Synthetic-Method-Dependent Antimony Bromides and Their Photoluminescent Properties.

Recently, excellent optical properties of low-dimensional organic-inorganic metal halides, stemming from their tunable structure and optoelectronic properties, have been demonstrated. The synthetic method is critical because it is highly related to the structure and properties of the halide.
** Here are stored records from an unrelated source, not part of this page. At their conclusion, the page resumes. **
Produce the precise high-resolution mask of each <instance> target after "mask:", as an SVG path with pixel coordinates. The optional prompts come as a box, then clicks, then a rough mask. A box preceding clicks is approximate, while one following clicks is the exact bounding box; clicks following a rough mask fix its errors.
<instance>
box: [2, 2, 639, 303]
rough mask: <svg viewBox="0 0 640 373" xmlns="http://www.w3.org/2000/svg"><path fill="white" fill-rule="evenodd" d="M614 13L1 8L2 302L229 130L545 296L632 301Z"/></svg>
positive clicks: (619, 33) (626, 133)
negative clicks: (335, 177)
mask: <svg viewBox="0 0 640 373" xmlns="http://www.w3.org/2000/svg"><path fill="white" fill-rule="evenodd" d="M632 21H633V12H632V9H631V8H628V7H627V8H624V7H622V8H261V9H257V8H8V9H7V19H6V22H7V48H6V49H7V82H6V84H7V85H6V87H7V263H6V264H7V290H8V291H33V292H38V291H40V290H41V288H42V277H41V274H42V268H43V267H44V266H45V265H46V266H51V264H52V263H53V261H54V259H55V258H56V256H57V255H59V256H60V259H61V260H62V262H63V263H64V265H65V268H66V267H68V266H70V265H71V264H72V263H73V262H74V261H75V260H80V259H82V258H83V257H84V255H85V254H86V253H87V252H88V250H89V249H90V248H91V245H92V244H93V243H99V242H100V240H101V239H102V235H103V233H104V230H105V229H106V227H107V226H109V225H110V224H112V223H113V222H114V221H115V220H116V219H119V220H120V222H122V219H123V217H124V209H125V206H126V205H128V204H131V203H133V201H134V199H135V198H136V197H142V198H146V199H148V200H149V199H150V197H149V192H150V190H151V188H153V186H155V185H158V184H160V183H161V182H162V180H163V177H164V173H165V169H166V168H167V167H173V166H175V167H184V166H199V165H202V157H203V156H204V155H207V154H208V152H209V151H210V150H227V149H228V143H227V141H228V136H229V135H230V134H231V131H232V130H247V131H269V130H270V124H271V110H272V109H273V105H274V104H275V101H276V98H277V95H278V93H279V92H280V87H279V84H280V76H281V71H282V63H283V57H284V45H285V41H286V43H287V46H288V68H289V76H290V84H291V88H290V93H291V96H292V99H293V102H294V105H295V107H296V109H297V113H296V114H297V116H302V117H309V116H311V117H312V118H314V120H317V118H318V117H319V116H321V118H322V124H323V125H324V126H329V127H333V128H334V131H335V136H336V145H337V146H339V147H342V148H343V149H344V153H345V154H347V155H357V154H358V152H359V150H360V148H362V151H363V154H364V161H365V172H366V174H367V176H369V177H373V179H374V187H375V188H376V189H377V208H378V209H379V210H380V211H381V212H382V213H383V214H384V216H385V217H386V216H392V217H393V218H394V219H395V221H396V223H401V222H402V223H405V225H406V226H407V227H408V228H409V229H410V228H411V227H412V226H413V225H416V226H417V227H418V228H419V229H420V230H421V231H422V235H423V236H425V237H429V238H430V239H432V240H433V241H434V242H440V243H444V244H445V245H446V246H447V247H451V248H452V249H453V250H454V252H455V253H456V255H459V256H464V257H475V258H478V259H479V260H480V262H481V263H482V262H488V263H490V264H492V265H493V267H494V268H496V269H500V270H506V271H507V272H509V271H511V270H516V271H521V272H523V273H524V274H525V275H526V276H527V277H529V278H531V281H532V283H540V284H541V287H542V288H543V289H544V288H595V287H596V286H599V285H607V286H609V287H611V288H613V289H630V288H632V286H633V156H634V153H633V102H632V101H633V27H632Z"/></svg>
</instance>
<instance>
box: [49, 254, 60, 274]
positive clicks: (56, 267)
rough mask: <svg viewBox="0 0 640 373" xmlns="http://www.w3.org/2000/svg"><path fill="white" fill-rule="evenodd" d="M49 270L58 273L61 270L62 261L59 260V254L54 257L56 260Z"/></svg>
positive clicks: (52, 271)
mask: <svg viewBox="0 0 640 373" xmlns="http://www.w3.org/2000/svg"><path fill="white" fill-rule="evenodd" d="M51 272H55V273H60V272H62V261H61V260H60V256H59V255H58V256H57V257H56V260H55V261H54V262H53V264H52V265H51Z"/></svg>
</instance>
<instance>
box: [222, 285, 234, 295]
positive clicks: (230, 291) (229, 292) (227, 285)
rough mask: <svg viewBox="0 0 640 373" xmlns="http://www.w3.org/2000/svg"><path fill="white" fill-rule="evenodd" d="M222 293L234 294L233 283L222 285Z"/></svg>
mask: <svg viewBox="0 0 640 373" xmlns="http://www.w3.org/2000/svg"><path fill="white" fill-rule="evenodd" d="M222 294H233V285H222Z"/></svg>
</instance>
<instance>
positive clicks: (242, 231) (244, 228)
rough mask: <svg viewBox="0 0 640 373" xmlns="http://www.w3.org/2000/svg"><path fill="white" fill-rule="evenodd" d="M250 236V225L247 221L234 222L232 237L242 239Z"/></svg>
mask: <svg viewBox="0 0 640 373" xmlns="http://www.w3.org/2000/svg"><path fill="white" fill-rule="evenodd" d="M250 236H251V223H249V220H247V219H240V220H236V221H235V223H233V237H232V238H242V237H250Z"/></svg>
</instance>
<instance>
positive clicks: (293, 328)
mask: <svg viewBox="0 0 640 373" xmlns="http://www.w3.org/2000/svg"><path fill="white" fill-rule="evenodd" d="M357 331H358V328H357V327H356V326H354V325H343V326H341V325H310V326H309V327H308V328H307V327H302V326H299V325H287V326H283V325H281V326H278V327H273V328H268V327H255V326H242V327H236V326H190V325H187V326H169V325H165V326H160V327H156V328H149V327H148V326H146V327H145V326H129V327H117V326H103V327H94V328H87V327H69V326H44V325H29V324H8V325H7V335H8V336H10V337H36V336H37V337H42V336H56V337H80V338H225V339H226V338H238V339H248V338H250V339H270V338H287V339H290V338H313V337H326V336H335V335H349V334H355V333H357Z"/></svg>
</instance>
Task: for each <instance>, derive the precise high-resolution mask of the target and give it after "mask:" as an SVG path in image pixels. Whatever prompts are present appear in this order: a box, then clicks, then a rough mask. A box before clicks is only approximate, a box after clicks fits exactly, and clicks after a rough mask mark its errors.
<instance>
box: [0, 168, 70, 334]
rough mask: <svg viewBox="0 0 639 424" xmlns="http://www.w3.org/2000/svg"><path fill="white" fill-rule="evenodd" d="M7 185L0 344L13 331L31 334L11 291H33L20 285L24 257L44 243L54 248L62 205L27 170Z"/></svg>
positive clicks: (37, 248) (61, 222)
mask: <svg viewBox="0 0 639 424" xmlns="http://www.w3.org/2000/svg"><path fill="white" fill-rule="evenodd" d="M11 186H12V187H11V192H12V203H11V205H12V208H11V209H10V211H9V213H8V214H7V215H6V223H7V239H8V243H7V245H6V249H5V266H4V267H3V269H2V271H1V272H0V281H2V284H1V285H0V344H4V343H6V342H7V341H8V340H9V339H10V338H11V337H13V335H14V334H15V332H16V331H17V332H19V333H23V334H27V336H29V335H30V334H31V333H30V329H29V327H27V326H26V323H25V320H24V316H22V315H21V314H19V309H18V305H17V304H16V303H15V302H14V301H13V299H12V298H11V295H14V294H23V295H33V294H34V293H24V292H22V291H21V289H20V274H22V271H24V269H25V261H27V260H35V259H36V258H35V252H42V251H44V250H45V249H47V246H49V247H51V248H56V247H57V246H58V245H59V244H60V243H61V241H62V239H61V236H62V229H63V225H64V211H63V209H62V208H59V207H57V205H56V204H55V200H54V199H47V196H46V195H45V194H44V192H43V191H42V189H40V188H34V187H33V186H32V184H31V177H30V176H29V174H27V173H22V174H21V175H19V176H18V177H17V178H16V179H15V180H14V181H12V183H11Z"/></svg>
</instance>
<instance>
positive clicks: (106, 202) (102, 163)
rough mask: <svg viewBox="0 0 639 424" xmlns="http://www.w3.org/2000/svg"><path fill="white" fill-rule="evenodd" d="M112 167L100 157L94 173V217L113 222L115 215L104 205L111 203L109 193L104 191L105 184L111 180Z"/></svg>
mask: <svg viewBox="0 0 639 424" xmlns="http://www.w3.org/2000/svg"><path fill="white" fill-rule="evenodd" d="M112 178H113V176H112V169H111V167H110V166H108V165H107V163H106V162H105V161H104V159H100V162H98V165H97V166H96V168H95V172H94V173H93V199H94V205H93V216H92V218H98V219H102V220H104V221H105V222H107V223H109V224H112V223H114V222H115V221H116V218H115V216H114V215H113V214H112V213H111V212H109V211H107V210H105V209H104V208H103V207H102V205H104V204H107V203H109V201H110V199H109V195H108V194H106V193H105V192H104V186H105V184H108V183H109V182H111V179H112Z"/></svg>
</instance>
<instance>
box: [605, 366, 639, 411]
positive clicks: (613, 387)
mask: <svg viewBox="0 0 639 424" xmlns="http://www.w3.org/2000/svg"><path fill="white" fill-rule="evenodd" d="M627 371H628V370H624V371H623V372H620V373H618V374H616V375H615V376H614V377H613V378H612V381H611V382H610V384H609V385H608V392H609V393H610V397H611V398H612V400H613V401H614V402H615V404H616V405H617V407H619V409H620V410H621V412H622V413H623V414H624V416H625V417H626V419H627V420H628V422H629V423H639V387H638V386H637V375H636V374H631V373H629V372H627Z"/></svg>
Herein, we obtain two different antimony bromides, (Bmpip) 2 SbBr 5 and (Bmpip) 3 Sb 2 Br 9 , which both possess the P 2 1 / c space group having different crystal structures, and this confirms the important influence of synthesis on the single-crystal structure. (Bmpip) 2 SbBr 5 contains Bmpip + and [SbBr 5 ] 2- pyramids, and (Bmpip) 3 Sb 2 Br 9 consists of Bmpip + and Sb-based dimers [Sb 2 Br 9 ] 3- . Under 400 nm excitation, (Bmpip) 2 SbBr 5 exhibits a 640 nm orange emission with a quantum yield of ∼11.5% owing to Sb 5s 2 electron luminescence. A diode was fabricated by (Bmpip) 2 SbBr 5 and commercial phosphors and showed a high color render index of 92. Our work reveals the effect of the preparation method on the crystal structure. A luminescent material was finally identified.